I was fortunate enough to have a steady stream of interview invites which gave me much-needed practice in how to interview for a UX design role. In addition to my portfolio pieces and UX qualification, most companies were intrigued by the unique mix of Finance and Psychology in my background. This gave me the confidence to really sell this background to them in interviews and vocalise what value this could bring to the companies. Eventually, I found a great match which led to an offer to join the company full time as a UX designer.
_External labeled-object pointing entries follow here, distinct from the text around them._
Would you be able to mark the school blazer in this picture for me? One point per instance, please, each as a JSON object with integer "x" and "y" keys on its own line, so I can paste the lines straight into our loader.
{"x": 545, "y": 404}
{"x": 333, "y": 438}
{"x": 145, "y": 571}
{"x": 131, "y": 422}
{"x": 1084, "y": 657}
About 6 months into my first full-time UX designer role, someone told me how lucky I am to have transitioned to such a competitive industry as an “older” candidate. Yes, I do feel very lucky. I feel lucky to have had all those years of professional experience that helped me understand what my core values are and the courage to be true to them. I feel lucky to have the depth of self-awareness that allows me to not only take in feedback but also act on it. I feel lucky for social media which has put a wealth of UX design experts at my fingertips and has given me access to so many communities (all from the comfort of my home). And more importantly I feel lucky to have held on to the belief that I as an “older” candidate could transition to a competitive industry in 11 months.